Another bud, Pat Wallis, may not be nearly old enough to remember firsthand some of the old-time remedies, but he did recollect what his grandmother had: “Grandma Wallis had this glass tube in the bathroom that you put water into with a little bit of salt, and then put it up your nose. Ah yes, the old nasal douche. Believe it or not, that’s what it said right on the fragile cardboard box it came in. I used it when I had a bad sinus headache, which I did frequently as a kid. One day, she pulled it out of the medicine cabinet and just gave it to me. I suppose no one else would be using it. Anyway, I used it sporadically over the years and somewhere along the line it went missing in action.”

Ned’s grandfather always had a bottle of Sloan's Liniment on hand that he used for sore joints or muscles. Rub it on and it would just about set you on fire. They used it on horses, too. There was always someone who would travel around selling those things—they made their living that way.

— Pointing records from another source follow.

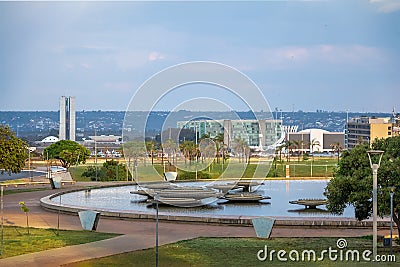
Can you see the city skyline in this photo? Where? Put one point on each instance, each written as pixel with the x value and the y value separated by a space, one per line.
pixel 333 55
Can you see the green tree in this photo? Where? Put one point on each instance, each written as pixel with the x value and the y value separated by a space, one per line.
pixel 336 148
pixel 25 209
pixel 352 181
pixel 13 151
pixel 67 152
pixel 219 143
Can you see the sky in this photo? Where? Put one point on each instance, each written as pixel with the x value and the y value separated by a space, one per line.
pixel 302 55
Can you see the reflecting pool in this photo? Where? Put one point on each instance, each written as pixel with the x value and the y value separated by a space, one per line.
pixel 280 191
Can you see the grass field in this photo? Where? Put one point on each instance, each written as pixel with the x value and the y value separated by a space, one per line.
pixel 17 241
pixel 304 168
pixel 241 252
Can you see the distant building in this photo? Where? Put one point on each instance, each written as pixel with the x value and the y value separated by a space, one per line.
pixel 367 129
pixel 50 139
pixel 324 138
pixel 67 118
pixel 258 134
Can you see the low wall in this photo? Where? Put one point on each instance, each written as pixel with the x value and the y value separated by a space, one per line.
pixel 308 222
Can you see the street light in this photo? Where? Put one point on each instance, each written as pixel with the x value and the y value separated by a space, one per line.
pixel 156 200
pixel 2 219
pixel 391 192
pixel 375 167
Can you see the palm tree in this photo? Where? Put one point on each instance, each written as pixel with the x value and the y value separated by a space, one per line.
pixel 314 143
pixel 336 148
pixel 287 146
pixel 150 145
pixel 188 149
pixel 219 142
pixel 241 147
pixel 299 147
pixel 170 146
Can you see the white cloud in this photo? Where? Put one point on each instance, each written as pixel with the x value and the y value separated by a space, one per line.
pixel 153 56
pixel 386 6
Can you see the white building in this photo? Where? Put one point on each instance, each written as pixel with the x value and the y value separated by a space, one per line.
pixel 323 138
pixel 67 118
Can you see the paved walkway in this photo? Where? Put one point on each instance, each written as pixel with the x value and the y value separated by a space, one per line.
pixel 137 235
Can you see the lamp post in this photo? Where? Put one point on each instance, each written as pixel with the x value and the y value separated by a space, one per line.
pixel 375 167
pixel 2 219
pixel 156 200
pixel 391 192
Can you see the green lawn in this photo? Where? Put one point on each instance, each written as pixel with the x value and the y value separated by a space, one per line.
pixel 232 169
pixel 17 241
pixel 15 191
pixel 238 252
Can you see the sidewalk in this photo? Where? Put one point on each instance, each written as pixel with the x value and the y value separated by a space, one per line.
pixel 137 235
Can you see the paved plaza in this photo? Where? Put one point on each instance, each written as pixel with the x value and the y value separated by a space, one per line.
pixel 136 234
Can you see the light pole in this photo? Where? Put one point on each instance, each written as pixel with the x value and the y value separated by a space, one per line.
pixel 375 167
pixel 2 220
pixel 156 200
pixel 391 192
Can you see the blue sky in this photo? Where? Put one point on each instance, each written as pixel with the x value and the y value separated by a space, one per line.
pixel 303 55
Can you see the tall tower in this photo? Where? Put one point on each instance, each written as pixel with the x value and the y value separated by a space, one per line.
pixel 67 118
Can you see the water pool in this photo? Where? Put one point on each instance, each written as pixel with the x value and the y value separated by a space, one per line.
pixel 281 192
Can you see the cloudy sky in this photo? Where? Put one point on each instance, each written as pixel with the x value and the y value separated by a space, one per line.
pixel 303 55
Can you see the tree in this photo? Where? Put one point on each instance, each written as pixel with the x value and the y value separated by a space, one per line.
pixel 67 152
pixel 314 143
pixel 25 209
pixel 13 151
pixel 352 181
pixel 188 149
pixel 219 142
pixel 336 148
pixel 299 147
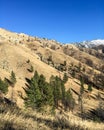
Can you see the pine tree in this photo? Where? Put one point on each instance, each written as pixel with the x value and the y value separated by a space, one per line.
pixel 81 95
pixel 69 100
pixel 33 98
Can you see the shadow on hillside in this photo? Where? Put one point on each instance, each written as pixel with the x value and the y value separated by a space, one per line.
pixel 96 115
pixel 56 124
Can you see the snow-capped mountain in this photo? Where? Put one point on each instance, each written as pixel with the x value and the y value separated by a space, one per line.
pixel 90 44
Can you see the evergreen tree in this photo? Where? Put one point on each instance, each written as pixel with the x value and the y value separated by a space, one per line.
pixel 33 98
pixel 39 92
pixel 81 95
pixel 69 101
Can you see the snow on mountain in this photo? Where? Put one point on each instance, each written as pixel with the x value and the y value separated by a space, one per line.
pixel 90 44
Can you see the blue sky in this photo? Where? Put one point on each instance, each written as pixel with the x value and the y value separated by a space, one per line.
pixel 62 20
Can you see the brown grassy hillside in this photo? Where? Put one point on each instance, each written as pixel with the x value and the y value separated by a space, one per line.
pixel 18 52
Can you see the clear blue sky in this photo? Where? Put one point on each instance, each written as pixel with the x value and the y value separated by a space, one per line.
pixel 62 20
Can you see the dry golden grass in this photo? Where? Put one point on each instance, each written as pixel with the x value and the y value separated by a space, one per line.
pixel 31 120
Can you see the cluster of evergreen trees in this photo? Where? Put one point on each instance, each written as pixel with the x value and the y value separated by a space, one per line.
pixel 41 93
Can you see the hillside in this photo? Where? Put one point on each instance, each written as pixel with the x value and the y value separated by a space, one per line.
pixel 20 52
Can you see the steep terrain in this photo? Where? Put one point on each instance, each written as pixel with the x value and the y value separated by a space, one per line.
pixel 20 52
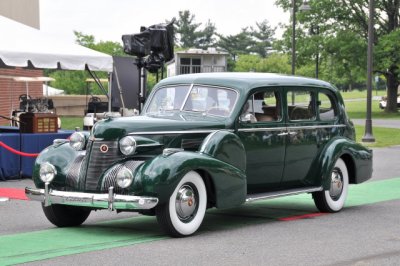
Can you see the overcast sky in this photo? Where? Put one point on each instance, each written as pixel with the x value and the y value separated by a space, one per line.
pixel 108 20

His grandmother also had a Violet Ray Machine that someone conned her into buying. You plugged it into the electric socket and it flashed what looked like blue electricity in a glass tube. But I think it was a hoax, and I don't remember what it was supposed to be used for.

Most of the time Ned’s grandparents used kerosene lamps instead of electricity, and the wood stove was used for cooking and heating the bath water. The drinking water and bath water was brought in with buckets from the spring house.

They had an outhouse with the Sears Catalog. I fired my first shotgun at the side of the outhouse with my grandfather. One of my grandmother Addie’s favorite expressions when someone was a little off-center was, "He’s crazier than a [expletive] house rat!"

That was about the only bad word my grandma Holden would ever utter, and it was spot-on for someone who did a really dumb thing.

It was her remedies that made me well, that I endured without question, because it was my grandma, and she knew what was best for me when I was busted up, in pain, covered with poison ivy or had an embedded cedar splinter in my palm.

She taught me to sterilize a needle, probe out the splinter if I could, and if I didn’t get all of it, then the Iodex was packed on the injured area, and a band-aid put on for at least 24 hours. More often than not it was longer, and when the band-aid came off, there in the gauze was the remains of the splinter ... to me it was amazing.

Thus, as I grew up and on my own, there was a jar of Iodex in the drawer, along with the needle, straight pins, band-aids, gauze, rubbing alcohol, peroxide and witch hazel.

To this day, I rely on my own advice and treatment if possible. For the really bad mishaps, I’ll give in and take a trip to "Doc In A Box," AKA .

There was the time I was up on the tractor and not paying attention to the branch coming my way. When I reached out to move it quickly, my hand took a slash from the branch. But sooner or later the ointments are laid on, and along with time, the cuts and assorted mishaps heal.

Taking care of myself the old-fashioned way is just the way I was raised. In the back of my mind, there’s Addie Norris Holden telling me not to be afraid, stay calm and do the right thing.